Along with Richard Downes, director of Jersey Eye Centre in Jersey, United Kingdom, Dr Pacey-Lowrie developed a technique for enhancing the motility of artificial eyes.
For typical prostheses, the surgeon tries to retain at least three muscles and attach them to a spherical polypropylene implant full of holes. Blood vessels grow through the holes and integrate it, and the implant is attached to the prosthesis.
The two ocularists employ an additional pegging technique in which a surgeon drills a hole in the conjunctiva after the implant is integrated. The ocularist then places a peg, resembling a rivet, into a titanium sleeve in this hole. The prosthesis sits onto this peg. “So you have the muscles moving the implant, the implant moving the peg, and the peg moving the eye,” Dr Pacey-Lowrie explains.
Watching the videos from his home in Taranaki, New Zealand, oilrig worker Dwayne Collins got to work. His own daughter, Liberty Collins was also born with microphthalmia so severe that without a prosthesis her face would have collapsed.

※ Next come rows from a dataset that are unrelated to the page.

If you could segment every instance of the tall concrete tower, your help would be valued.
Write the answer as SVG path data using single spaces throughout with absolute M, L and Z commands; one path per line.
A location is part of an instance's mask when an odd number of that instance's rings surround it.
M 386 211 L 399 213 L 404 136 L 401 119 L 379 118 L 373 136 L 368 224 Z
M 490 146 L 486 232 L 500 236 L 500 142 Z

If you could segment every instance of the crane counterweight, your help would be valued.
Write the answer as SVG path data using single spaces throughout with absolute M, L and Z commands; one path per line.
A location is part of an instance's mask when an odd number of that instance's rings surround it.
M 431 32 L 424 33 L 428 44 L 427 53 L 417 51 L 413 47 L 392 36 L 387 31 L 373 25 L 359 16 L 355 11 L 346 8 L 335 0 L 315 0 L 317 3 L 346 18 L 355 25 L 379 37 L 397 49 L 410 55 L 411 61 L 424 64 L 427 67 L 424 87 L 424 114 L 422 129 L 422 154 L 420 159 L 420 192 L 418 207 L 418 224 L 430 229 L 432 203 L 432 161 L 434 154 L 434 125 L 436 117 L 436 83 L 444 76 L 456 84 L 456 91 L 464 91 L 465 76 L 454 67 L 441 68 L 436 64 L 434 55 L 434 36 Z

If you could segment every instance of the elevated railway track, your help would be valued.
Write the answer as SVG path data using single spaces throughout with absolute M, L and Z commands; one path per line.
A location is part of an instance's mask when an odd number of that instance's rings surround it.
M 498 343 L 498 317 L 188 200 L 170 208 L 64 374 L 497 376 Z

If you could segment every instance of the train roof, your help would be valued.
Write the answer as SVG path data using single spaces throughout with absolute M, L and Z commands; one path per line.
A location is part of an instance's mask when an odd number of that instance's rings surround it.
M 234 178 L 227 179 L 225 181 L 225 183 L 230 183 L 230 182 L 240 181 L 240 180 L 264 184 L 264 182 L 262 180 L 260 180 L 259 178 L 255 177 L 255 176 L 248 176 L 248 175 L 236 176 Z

“As a father I didn't know how to deal with it,” Collins says in An Eye Fit for Liberty (https://www.youtube.com/watch?v=3Hj3sFodt7E). “What do you do? You can’t fix it.”
Working with ocularists in New Zealand and Australia proved uncomfortable for Collins. “Some of the appointments were horrendous,” he says. In one, a mold stuck in Liberty’s eye socket and had to be removed with force that left her trembling.
“That was it for me. I wasn’t putting her through any of that again. I wanted to know how to start making prosthetic eyes myself for my daughter.”
“Maybe we should just let the professionals deal with it,” his wife told him.
“Look what a professional just did to our daughter,” he responded. “I can do it better and I can do it without hurting her.”
Watching Dr Pacey-Lowrie's how-to video, Collins began experimenting at home. “I pieced together the process to do it the best I could with the things I had,” he says. “It was really frustrating. I’d get three-fourths of the way to making the perfect eye, and in the last bit of process I'd stuff up.”
But Collins persevered until he had created an eye that he felt comfortable giving to Liberty. “That was a moment [to] walk out to the shed and have a cry with no one looking, because I’d done something for the family finally,” he says.